Hour representations can be forced from a locale-dependent default to 12-hour
or 24-hour format. Implementations may support multiple calendars per locale;
for time zones, they’re limited to UTC and the host environment’s current
time zone.
DateTimeFormat
uses the following parameters:
?Parameter | ?Language Tag | ?Options | Values |
---|---|---|---|
locale |
✔ | — | BCP 47 language tag |
calendar |
ca ✔ |
— | see UTS 35 |
numberingSystem |
nu ✔ |
— | see UTS 35 |
timeZone |
tz — |
✔ | "UTC" |
hour12 |
— | ✔ | true , false |
weekday |
— | ✔ | "narrow" , "short" , "long" |
era |
— | ✔ | "narrow" , "short" , "long" |
year |
— | ✔ | "2-digit" , "numeric" |
month |
— | ✔ | "2-digit" , "numeric" , "narrow" , "short" , "long" |
day |
— | ✔ | "2-digit" , "numeric" |
hour |
— | ✔ | "2-digit" , "numeric" |
minute |
— | ✔ | "2-digit" , "numeric" |
second |
— | ✔ | "2-digit" , "numeric" |
timeZoneName |
— | ✔ | "short" , "long" |
Usage Examples
All examples assume the shortened constructor name:
var DTF = Globalization.DateTimeFormat;
Format the current date with year, month, and day components in numeric format for the host environment’s current locale and time zone:
var format = new DTF();
var result = format.format();
Format time t
with weekday, year, month, and day components
in long format for the host environment’s current time zone according to Thai
conventions with the Thai Buddhist calendar and Thai digits:
var format = new DTF(["th-u-ca-buddhist-nu-thai"], {weekday: "long", year: "long", month: "long", day: "long"});
var result = format.format(t);
Format the current time with hour, minute, and second components in 2-digit format and 24-hour time for the UTC time zone and the host environment’s current locale:
var format = new DTF(undefined, {hour: "2-digit", minute: "2-digit", second: "2-digit", hour12: false, timeZone: "UTC"});
var result = format.format();
Value Errors
The Globalization API accepts strings as specifications of locales and options,
and needs the ability to report invalid values.
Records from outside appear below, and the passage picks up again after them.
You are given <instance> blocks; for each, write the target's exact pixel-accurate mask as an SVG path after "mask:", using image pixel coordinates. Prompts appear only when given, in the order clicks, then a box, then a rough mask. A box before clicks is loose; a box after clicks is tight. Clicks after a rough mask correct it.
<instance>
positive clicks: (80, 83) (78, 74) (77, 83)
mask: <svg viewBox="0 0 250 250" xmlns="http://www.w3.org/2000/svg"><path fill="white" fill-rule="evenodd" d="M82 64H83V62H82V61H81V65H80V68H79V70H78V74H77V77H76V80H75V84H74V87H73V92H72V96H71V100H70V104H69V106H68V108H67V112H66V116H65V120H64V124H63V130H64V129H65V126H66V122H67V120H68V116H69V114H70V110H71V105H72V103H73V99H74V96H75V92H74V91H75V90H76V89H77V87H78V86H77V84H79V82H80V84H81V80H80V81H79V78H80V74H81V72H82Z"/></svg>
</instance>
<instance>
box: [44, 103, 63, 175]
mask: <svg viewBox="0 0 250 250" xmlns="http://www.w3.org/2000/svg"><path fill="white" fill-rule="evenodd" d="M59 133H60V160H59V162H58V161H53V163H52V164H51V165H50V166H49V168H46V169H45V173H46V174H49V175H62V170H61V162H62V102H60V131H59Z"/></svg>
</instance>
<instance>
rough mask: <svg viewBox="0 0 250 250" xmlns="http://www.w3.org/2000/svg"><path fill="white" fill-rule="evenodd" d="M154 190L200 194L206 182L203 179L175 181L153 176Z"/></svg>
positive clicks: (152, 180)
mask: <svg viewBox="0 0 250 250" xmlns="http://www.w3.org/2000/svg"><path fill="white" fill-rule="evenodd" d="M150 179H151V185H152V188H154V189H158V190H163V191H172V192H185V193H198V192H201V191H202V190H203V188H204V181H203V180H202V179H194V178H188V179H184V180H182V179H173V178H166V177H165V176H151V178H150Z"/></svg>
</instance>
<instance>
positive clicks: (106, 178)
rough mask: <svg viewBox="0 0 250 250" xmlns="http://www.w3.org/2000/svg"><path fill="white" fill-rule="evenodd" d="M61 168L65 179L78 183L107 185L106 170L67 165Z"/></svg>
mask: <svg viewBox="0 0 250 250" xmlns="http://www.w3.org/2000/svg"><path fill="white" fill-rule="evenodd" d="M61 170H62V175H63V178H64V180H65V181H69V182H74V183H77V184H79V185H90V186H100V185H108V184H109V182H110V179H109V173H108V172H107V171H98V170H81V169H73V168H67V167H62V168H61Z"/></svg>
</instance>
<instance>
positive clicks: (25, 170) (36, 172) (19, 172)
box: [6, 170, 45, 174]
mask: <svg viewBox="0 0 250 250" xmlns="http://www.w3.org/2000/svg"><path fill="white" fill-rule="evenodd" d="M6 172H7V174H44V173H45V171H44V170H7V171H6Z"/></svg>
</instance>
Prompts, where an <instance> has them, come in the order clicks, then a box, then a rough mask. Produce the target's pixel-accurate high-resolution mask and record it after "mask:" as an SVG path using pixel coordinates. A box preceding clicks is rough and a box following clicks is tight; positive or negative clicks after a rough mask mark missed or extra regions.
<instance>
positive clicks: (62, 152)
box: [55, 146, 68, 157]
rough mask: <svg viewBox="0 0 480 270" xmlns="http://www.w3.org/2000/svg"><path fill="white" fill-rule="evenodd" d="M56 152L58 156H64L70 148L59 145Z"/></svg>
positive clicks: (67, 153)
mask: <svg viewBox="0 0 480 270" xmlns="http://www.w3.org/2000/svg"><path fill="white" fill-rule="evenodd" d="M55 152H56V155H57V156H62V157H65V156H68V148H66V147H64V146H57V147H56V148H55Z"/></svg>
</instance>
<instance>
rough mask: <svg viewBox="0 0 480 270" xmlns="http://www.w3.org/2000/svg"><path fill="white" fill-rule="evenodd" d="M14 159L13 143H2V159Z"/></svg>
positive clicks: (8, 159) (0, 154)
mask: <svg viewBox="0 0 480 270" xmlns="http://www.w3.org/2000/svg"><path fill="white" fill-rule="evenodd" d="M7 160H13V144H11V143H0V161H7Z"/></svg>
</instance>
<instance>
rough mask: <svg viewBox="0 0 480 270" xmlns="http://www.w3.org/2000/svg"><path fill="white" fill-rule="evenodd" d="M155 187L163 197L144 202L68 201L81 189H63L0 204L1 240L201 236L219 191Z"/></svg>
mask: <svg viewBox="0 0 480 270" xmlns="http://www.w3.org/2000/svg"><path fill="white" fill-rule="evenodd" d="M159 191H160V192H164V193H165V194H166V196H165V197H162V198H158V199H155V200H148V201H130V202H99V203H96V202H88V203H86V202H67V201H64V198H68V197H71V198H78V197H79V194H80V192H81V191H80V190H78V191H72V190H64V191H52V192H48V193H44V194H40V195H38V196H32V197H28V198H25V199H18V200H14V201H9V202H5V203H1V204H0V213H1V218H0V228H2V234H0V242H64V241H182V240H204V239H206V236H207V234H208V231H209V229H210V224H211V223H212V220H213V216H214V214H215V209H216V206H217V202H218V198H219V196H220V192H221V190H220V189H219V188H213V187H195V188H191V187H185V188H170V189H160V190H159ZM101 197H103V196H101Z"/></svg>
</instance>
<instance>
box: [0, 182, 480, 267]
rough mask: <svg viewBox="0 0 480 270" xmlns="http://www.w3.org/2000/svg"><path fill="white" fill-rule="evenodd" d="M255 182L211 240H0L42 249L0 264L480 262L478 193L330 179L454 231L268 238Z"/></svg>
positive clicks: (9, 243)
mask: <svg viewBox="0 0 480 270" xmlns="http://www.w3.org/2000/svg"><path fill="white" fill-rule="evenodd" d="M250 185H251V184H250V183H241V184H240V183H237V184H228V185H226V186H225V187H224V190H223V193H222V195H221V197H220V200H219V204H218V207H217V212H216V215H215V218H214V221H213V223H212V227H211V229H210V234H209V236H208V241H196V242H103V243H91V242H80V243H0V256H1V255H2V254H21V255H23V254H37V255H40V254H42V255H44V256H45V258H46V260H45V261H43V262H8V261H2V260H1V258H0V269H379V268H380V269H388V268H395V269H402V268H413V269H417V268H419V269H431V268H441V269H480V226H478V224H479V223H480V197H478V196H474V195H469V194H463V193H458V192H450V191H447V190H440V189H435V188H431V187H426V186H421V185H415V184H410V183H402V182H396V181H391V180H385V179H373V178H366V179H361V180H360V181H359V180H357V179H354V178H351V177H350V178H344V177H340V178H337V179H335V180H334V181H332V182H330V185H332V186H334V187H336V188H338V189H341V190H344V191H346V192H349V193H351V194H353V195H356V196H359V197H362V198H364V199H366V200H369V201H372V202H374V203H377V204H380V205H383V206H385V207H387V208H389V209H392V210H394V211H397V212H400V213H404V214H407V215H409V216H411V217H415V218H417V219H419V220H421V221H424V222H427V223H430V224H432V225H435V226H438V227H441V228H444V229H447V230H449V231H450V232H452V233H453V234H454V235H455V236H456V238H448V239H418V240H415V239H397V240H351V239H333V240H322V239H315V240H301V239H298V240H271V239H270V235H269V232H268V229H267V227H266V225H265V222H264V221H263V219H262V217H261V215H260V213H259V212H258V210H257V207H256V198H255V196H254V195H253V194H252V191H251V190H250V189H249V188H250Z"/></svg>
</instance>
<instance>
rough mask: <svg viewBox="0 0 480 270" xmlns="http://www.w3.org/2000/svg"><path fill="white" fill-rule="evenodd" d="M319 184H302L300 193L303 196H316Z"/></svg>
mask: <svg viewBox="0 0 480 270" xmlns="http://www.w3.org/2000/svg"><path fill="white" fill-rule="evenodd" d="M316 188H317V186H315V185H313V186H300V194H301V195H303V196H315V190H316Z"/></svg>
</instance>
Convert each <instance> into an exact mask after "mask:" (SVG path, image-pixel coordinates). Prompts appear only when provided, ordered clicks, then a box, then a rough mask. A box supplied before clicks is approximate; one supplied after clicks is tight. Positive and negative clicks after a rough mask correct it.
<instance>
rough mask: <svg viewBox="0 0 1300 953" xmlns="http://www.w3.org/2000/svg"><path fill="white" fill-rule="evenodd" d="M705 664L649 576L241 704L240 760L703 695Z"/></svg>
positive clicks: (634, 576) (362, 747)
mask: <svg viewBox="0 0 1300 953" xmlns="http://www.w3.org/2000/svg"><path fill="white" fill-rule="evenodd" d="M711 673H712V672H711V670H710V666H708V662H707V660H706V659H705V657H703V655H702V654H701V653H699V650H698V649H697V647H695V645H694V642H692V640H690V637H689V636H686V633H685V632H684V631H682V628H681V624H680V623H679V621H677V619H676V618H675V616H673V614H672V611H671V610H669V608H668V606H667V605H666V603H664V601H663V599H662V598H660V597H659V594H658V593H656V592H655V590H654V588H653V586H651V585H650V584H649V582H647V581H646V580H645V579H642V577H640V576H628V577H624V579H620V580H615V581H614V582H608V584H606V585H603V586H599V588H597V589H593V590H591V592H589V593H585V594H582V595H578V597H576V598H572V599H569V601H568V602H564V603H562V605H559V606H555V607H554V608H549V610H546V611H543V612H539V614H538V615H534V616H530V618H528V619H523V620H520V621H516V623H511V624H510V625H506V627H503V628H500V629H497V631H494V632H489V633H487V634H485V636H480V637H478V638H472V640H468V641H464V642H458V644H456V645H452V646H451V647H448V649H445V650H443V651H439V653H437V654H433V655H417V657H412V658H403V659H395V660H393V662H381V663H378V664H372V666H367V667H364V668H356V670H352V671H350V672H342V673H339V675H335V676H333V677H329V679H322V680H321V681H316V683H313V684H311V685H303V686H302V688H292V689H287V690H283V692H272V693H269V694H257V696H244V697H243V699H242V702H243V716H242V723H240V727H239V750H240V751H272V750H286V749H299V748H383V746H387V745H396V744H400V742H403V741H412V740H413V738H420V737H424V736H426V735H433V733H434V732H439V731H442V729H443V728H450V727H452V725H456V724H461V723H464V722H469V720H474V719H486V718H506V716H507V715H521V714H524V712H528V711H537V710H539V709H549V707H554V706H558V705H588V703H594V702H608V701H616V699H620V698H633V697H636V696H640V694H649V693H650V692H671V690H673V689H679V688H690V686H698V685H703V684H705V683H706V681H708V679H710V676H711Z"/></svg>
Edition 5.1 of the ECMAScript
Language Specification doesn’t offer error objects for this situation – SyntaxError
objects
are intended for errors in programming language source text, RangeError
objects
for numeric values, and TypeError
objects for errors in the
type of values or missing properties. The Globalization API specification
therefore proposes a new error constructor ValueError
, with
the expectation that it will eventually migrate into the language specification.